停電の暗がりの中で、お茶を飲みながら義弟Mの話を聞いた。

彼はホムス県内のシン地区の勤務を昨年から行っている。この地区は、ホムスのなかでは一番「戦闘」の激しい地区からは若干外れているが、しかし、生々しい様々な事例に遭遇せざるを得ない。

また、警察官である彼の立場は現在、極めて微妙である。と言うのは、所属だけを見れば政府側になるからである。しかし、彼は現政権の過ちを十分に知っており、立場を忘れてモノを言えば、現政権に嫌悪感を抱いている。
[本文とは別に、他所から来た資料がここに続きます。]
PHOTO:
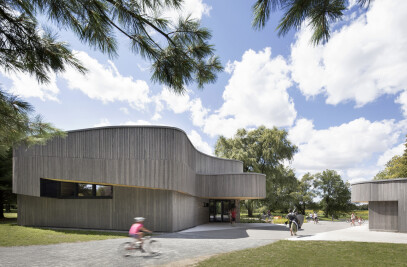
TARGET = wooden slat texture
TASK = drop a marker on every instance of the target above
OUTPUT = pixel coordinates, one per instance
(141, 158)
(387, 203)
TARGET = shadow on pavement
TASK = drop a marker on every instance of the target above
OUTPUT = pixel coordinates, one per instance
(229, 233)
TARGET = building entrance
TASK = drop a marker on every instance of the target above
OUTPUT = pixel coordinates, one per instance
(219, 210)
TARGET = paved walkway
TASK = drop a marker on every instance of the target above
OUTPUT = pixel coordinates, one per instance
(358, 234)
(183, 247)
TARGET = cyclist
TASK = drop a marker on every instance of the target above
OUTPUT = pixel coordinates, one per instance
(292, 217)
(137, 229)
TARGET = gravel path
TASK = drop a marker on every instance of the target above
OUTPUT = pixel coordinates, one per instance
(177, 248)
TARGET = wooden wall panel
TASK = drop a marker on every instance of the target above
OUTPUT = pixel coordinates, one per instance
(188, 211)
(152, 157)
(383, 215)
(234, 186)
(165, 211)
(381, 196)
(141, 158)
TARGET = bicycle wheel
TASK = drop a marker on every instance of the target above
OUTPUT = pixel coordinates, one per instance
(294, 228)
(153, 247)
(126, 249)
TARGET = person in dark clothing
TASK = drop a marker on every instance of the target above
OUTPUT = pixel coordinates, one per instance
(292, 218)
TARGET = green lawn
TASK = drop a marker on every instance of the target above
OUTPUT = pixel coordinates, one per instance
(315, 253)
(13, 235)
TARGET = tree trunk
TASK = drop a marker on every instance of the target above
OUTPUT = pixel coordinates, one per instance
(249, 211)
(1, 205)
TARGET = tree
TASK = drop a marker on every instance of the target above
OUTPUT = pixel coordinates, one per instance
(304, 194)
(334, 192)
(16, 127)
(319, 14)
(395, 168)
(179, 51)
(263, 150)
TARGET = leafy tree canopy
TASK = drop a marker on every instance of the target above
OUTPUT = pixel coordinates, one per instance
(304, 194)
(179, 52)
(17, 126)
(334, 192)
(319, 14)
(395, 168)
(264, 150)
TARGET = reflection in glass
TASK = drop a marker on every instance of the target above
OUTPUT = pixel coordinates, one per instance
(85, 190)
(103, 191)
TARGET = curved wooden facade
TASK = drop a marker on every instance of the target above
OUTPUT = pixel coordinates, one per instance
(139, 159)
(387, 203)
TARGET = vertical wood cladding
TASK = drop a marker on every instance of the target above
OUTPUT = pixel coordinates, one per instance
(387, 203)
(383, 215)
(156, 173)
(150, 157)
(165, 211)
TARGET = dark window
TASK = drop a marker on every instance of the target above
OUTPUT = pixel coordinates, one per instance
(85, 190)
(103, 190)
(51, 188)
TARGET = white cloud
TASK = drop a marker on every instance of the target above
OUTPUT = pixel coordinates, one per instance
(103, 122)
(256, 95)
(389, 154)
(25, 85)
(180, 104)
(199, 144)
(105, 83)
(195, 8)
(345, 147)
(362, 61)
(229, 67)
(124, 110)
(402, 100)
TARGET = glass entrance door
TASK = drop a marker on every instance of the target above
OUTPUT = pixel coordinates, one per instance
(219, 210)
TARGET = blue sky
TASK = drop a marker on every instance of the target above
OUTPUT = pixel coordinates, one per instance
(343, 103)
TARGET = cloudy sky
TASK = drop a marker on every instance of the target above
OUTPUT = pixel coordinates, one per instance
(343, 103)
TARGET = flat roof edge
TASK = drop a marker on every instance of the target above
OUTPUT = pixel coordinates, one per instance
(381, 181)
(150, 126)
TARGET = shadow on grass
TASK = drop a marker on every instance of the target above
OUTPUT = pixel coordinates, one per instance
(11, 221)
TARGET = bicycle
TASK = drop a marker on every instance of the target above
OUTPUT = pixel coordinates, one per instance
(150, 246)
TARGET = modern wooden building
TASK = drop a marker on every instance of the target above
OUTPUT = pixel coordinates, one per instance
(387, 203)
(102, 178)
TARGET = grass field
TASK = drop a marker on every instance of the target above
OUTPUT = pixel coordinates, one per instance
(314, 253)
(13, 235)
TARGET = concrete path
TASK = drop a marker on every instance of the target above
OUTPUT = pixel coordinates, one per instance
(358, 234)
(177, 248)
しかし、今回、好むと好まざるとに限らず目の前の「革命」を初期の段階から「取り扱う」しかなかった彼は、「問題は政府側か反政府側かということではないと思うんだ」としみじみと言う。「だってヤヨイ、あんただって、僕が世に言われているような血も涙もない政府側の殺人鬼だなんて思わないだろ?」と言って、ある出来事を話してくれた。
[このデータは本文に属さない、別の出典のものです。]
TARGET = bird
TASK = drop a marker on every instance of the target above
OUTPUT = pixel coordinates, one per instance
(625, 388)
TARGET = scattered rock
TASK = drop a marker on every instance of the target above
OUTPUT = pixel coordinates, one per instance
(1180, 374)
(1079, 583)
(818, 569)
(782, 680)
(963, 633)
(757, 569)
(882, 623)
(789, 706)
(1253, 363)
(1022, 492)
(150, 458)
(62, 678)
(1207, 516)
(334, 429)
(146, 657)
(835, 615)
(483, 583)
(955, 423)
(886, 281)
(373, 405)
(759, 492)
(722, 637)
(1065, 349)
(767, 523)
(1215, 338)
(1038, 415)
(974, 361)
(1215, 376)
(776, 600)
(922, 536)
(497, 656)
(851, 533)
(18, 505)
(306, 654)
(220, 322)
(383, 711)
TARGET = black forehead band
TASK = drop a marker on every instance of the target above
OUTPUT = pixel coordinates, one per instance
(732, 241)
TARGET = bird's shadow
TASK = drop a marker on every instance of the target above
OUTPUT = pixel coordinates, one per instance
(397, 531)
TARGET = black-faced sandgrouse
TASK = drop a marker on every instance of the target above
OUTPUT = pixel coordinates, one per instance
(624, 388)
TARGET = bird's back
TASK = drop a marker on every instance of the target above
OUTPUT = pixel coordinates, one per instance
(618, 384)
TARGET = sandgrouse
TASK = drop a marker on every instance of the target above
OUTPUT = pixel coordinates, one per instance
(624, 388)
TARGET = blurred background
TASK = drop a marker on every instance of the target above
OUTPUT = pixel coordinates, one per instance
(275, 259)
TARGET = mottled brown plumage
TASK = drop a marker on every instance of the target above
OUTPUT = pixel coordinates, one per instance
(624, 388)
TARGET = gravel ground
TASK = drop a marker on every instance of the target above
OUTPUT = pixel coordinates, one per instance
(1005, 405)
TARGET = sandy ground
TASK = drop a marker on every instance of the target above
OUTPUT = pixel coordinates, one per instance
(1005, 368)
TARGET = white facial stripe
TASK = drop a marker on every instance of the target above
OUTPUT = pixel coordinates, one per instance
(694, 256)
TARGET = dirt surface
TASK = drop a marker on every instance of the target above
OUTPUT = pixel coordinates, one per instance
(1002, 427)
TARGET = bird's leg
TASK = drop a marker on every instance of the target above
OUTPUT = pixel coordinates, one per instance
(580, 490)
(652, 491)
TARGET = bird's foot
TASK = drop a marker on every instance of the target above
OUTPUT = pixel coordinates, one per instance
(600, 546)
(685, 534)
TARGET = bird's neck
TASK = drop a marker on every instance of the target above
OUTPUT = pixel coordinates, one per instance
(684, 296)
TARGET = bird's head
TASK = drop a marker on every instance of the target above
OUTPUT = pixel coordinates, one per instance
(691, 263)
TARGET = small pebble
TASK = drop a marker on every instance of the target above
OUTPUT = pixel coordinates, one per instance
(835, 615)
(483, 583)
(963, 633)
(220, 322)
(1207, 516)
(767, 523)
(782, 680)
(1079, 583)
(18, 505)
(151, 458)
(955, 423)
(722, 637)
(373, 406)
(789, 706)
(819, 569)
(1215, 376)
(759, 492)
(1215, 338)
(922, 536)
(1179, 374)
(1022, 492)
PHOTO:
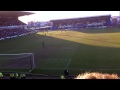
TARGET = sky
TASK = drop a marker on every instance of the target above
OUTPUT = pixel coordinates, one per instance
(52, 15)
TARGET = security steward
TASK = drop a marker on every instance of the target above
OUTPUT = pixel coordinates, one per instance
(22, 76)
(62, 77)
(1, 75)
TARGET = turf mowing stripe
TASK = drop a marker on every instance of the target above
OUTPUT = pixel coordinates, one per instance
(78, 69)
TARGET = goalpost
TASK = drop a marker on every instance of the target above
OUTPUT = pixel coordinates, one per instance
(23, 62)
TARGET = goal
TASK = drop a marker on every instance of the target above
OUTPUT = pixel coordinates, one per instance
(23, 62)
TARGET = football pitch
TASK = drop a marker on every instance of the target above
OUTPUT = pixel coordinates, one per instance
(76, 50)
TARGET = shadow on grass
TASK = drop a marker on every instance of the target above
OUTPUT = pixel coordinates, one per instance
(83, 57)
(99, 30)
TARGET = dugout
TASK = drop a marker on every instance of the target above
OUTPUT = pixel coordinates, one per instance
(82, 22)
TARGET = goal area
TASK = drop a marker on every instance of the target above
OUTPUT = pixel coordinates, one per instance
(23, 62)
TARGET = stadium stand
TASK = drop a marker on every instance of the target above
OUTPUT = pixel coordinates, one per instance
(83, 22)
(10, 26)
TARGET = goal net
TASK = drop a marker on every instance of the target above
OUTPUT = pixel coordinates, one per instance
(23, 62)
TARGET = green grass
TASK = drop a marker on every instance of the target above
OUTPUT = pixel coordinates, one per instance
(78, 51)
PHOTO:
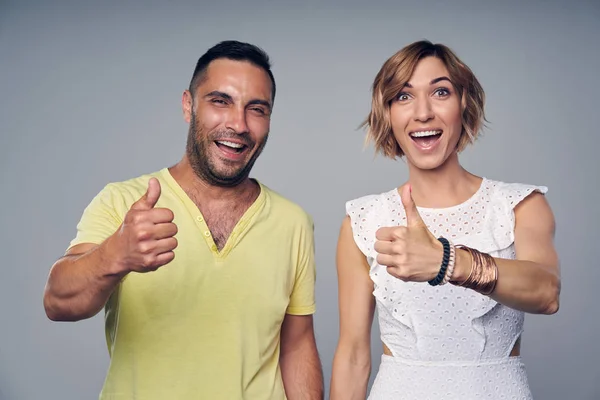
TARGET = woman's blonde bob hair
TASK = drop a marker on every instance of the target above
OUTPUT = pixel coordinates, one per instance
(396, 72)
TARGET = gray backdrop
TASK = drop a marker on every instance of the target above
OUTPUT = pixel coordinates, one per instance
(91, 94)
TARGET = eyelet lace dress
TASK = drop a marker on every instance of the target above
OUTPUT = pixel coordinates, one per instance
(447, 342)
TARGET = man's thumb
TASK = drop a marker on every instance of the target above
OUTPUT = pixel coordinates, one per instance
(149, 199)
(413, 218)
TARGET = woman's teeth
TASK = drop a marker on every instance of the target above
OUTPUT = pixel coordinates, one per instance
(425, 133)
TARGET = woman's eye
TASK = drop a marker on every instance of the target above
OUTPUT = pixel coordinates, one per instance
(442, 92)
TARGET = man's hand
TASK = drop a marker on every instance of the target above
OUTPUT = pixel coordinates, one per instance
(145, 241)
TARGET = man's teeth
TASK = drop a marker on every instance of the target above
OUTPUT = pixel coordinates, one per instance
(230, 144)
(425, 133)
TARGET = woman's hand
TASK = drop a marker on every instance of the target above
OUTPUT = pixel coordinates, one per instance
(411, 252)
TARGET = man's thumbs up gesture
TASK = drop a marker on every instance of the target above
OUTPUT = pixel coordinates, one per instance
(410, 253)
(145, 241)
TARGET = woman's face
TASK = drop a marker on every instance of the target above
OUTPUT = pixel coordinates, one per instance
(426, 116)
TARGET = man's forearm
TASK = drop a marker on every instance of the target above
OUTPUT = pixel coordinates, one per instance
(79, 285)
(350, 375)
(302, 373)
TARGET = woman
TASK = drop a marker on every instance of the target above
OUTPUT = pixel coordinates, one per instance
(452, 260)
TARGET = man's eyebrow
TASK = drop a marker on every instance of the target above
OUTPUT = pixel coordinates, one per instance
(260, 102)
(216, 93)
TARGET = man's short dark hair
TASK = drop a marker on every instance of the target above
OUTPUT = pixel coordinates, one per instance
(233, 50)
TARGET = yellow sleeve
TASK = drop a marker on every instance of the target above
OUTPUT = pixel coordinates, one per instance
(100, 219)
(302, 300)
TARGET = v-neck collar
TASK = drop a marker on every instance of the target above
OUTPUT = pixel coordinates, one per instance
(240, 227)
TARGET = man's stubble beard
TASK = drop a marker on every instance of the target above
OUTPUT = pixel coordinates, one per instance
(197, 149)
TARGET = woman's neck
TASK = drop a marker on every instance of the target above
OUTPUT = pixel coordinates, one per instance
(446, 186)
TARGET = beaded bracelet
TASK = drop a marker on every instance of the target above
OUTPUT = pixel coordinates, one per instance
(445, 261)
(451, 264)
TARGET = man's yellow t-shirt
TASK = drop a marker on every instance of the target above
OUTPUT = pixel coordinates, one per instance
(206, 325)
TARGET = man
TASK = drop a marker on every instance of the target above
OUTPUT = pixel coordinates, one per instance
(206, 275)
ある日、彼がホムスのある地区の警備に行った際、武装集団が道の両側の建物から銃を乱射してきた。彼と数人の同僚は車の下にもぐりこむしかなかった。そのときは、200発ばかりが撃ち込まれたようだが、警備側は約50発を撃ち返したのみだったという。マフムード自身は1発だけ撃ったというが、その一発も人に向けてではなく、街灯に向けて撃ったのだと言う。自分たちの居場所が街灯に照らされて相手側に知られるのを防ぐためである。「勿論、人は撃ちたくないよ。」と淡々と語り、現場と報道がかけ離れていることを訴える。

それでも警察官でいるの?と言うと、「だって、どうすればいいんだ。警察官全部が悪者じゃないし、僕は僕なりに必要な任務をしてるんだ。やめてどうなるんだ。しかもかえって、やめたことで命を狙われたりしないとも限らない。悪意を持って仕事してるわけじゃない。」
 
 そして、「理性のない武装集団がこの革命の名を借りてなぜか、革命家のような顔をしている。それが気に食わないよ。不条理がまかり通り始めている。」と彼は憂える。
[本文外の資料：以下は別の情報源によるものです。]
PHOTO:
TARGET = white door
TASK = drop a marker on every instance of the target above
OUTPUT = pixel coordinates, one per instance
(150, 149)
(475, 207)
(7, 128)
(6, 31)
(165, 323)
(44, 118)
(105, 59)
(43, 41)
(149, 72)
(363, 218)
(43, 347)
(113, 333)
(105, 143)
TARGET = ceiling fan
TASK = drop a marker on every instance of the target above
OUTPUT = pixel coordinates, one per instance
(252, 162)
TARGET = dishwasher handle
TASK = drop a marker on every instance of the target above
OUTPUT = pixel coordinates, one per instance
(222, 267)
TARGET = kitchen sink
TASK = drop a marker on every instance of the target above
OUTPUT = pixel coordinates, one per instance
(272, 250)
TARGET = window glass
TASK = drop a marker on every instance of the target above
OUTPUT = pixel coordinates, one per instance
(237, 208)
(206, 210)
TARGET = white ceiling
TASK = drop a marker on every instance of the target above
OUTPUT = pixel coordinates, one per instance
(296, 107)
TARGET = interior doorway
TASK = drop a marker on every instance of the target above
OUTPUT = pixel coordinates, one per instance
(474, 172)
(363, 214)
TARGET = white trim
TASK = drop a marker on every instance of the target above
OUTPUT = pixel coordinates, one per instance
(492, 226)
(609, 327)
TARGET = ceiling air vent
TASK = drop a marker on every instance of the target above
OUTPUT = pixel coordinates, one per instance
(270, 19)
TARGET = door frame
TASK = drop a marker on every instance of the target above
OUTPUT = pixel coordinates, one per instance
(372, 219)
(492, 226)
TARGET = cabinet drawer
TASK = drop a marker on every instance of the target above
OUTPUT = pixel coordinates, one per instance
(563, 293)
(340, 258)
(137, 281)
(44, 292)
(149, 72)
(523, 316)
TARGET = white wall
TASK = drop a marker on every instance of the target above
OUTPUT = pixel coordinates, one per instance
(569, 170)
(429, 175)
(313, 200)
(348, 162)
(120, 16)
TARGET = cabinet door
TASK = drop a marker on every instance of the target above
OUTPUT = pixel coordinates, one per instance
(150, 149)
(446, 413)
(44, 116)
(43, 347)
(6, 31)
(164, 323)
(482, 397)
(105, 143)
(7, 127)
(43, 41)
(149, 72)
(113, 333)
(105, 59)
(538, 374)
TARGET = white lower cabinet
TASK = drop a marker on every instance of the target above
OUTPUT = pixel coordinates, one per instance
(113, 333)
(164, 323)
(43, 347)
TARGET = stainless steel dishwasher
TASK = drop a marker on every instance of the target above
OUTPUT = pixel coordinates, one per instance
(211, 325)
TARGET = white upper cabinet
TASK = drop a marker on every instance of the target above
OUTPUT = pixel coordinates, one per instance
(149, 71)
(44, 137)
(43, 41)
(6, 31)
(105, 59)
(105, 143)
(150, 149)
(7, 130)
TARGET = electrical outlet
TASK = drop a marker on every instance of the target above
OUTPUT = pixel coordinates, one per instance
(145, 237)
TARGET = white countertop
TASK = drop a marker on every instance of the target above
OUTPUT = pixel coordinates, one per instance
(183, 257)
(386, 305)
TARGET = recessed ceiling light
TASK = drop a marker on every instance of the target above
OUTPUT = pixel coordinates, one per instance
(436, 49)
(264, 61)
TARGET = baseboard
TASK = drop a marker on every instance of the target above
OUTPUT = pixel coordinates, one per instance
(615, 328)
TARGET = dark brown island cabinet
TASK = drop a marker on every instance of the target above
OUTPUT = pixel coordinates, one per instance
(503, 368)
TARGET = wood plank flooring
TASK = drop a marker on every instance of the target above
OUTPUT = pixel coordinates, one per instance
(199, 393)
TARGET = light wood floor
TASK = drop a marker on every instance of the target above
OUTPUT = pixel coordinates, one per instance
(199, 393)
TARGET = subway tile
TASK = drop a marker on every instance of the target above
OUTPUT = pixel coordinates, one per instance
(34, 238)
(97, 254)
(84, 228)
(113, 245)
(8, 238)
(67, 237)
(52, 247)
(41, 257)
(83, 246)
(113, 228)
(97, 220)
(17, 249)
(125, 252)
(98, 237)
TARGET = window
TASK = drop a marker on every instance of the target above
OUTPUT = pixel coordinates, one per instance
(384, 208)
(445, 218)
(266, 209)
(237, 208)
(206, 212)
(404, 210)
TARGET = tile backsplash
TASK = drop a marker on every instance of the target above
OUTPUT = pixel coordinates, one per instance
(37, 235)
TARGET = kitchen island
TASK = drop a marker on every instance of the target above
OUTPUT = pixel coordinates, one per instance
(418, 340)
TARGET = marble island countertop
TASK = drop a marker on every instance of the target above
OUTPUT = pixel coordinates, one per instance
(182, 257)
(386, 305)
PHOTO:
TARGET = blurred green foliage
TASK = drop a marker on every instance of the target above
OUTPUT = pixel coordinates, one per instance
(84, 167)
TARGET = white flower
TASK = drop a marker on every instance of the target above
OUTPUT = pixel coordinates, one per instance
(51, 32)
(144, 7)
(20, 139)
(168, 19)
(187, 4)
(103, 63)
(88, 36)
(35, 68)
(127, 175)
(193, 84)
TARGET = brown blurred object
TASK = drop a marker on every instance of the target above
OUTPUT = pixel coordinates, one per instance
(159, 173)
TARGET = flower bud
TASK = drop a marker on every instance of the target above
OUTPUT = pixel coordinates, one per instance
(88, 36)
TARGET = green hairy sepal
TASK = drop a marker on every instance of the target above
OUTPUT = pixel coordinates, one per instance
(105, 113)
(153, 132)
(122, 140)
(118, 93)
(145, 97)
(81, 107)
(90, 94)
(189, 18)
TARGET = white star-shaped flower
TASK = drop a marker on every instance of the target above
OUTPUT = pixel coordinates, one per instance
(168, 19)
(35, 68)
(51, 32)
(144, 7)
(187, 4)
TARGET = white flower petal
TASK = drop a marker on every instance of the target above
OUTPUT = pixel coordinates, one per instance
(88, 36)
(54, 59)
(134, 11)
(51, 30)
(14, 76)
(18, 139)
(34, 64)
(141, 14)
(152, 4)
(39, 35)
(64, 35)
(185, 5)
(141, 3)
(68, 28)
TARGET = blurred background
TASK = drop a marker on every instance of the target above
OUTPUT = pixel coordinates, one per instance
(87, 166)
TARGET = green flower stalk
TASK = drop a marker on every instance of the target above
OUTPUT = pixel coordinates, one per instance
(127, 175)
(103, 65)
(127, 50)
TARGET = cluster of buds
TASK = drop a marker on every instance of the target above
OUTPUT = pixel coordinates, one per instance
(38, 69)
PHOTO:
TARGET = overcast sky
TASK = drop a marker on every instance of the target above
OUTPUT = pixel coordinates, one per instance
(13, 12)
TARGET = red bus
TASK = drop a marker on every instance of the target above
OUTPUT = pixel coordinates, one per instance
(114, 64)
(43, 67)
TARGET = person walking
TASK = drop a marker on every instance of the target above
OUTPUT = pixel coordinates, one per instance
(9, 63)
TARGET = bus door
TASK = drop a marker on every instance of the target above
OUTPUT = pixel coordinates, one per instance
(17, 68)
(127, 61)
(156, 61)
彼は職務として、ホムスの状況を見ざるを得ないわけであるが、同じ家で、上階のフラットに行こうと階段を上っていた際に、狙い撃ちに合って亡くなった人の例や、ある朝起きて外に出たら、どこで殺されたかわからない人の死体が投げ捨てられていた例など、茶飯事になっているという。

惨殺死体の処理なども彼らの仕事らしく、そのたびに吐き気をもよおすらしい。「毎日、見るに忍びない死体ばっかり見てたら、肉だけじゃなくて、食欲も何にもわかないさ。」

昨年、闘争が始まった段階で、子どもたちはアレッポに疎開させ、今は妻と二人でホムスに留まっている。しかし、状況が日増しに悪くなっていっていることから、今回帰ってきたのを機会に、妻はアレッポに留まり、彼は単身赴任となるらしい。